Students are getting their essays back. Many are surprised, some appalled, to find them heavily annotated, perhaps harshly graded. I explain that that’s what I’m paid for and that I pencil over Masters’ theses and established authors’ manuscripts in the same way. Queries about meaning and organization (is this paragraph in the right place?), correction of grammar, syntax, and usage; rigorous excision of padding, jargon, irrelevance. Are you saying what you mean? Will you convince the reader?

Once they see how it’s done, students will criticize and edit each other’s work. It helps them think about their own.

Subject matter: The United States got into World War I late and left early, when Congress rejected Wilson’s plans to reshape the world. More Americans were affected by other issues: votes for women; prohibition; xenophobia, racism, and isolationism. Sadly, perhaps, these issues were linked: some suffrage campaigners were militant members of the Women’s Christian Temperance Union; some claimed that white, native-born, educated women’s votes would combat the political influence of immigrants, blacks… Cities, industries, and inequities continued to grow.
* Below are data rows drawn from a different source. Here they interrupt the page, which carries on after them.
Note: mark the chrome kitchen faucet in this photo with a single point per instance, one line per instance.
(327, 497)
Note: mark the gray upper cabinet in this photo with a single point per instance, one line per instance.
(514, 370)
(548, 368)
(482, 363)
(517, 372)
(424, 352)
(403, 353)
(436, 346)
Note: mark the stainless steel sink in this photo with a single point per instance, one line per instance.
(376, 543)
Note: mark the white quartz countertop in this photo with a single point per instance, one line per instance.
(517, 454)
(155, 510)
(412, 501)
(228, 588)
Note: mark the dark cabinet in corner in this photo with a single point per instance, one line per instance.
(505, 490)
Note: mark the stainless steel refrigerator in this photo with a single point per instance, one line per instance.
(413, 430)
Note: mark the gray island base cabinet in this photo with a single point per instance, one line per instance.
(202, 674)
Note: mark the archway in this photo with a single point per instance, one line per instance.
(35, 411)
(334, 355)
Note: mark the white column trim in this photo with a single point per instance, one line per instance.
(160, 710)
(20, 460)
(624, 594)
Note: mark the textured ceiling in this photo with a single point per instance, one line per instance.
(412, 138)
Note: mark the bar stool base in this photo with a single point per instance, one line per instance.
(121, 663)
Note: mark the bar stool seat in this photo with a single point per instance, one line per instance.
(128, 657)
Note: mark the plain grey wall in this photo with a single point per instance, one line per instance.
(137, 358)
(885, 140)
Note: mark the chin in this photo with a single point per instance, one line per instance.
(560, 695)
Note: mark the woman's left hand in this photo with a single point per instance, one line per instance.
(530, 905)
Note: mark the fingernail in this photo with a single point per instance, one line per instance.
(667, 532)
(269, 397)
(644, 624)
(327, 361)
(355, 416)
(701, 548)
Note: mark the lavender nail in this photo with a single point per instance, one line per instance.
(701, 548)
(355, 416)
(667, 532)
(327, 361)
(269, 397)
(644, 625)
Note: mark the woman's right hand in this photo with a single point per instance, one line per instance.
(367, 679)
Despite (or because of?) the issues, the Twenties roared. New music and dances, fast cars, new opportunities for women (at least if they were young and middle class). New ways to make money fast: bootlegging on the one hand, the stock market on (perhaps) the other.

Then the deluge. My students didn’t survive the Great Depression, but their families did. Memories can be recalled. My grandfathers were lucky: they had safe government jobs (mailman, mechanic). But my parents remained unnecessarily frugal in some ways throughout their lives. My wife’s ancestors remembered taking extra sandwiches to school for less lucky kids. Many families can recall grimmer memories.

New lifestyles and literature were developing, especially on the West Coast. Raymond Chandler’s Los Angeles was a new sort of American city, dedicated to the automobile and suburbia. Some students will watch Bogart in The Big Sleep, as well as reading the book. LA noir: the darkness and the glitter are in the movie, but even more in Chandler’s language. Threatened with a powerful gangster, a small-time hood asks “What would I be to Eddie Mars?” “Not even a memory,” the detective replies.

David R Jones is sometimes accused of living in the past.